The Darts library is a powerful tool for time series analysis and forecasting in Python. Here’s an overview of how you can use Darts for these tasks:

  1. Data Preparation: Prepare your time series data. Darts works with pandas DataFrames or Darts TimeSeries objects. Ensure that your data is organized with a suitable time index and the corresponding values.

  2. Time Series Visualization: Use the plotting functions provided by Darts to visualize your time series data. You can plot the entire time series or specific segments, and customize the plot appearance to highlight important features.

  3. Time Series Modeling: Darts offers a wide range of time series models for forecasting. Some popular models include AutoARIMA, Exponential Smoothing, Prophet, and LSTM. Choose a model based on your requirements and fit it to your training data using the fit() method.

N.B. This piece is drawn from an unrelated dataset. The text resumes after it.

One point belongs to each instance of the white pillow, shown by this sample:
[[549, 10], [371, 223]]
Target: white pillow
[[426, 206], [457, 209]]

  4. Forecasting: Once the model is fitted, you can use it to make forecasts. Use the predict() method to generate future predictions based on the trained model. You can specify the number of steps ahead to forecast.

  5. Model Evaluation: Assess the performance of your forecasts using evaluation metrics provided by Darts, such as Mean Absolute Error (MAE), Mean Squared Error (MSE), or Mean Absolute Percentage Error (MAPE).

  6. Visualization and Analysis: Visualize the original time series, the forecasts, and the evaluation results using the plotting functions in Darts. Analyze the accuracy of the forecasts and make adjustments to the model or hyperparameters if needed.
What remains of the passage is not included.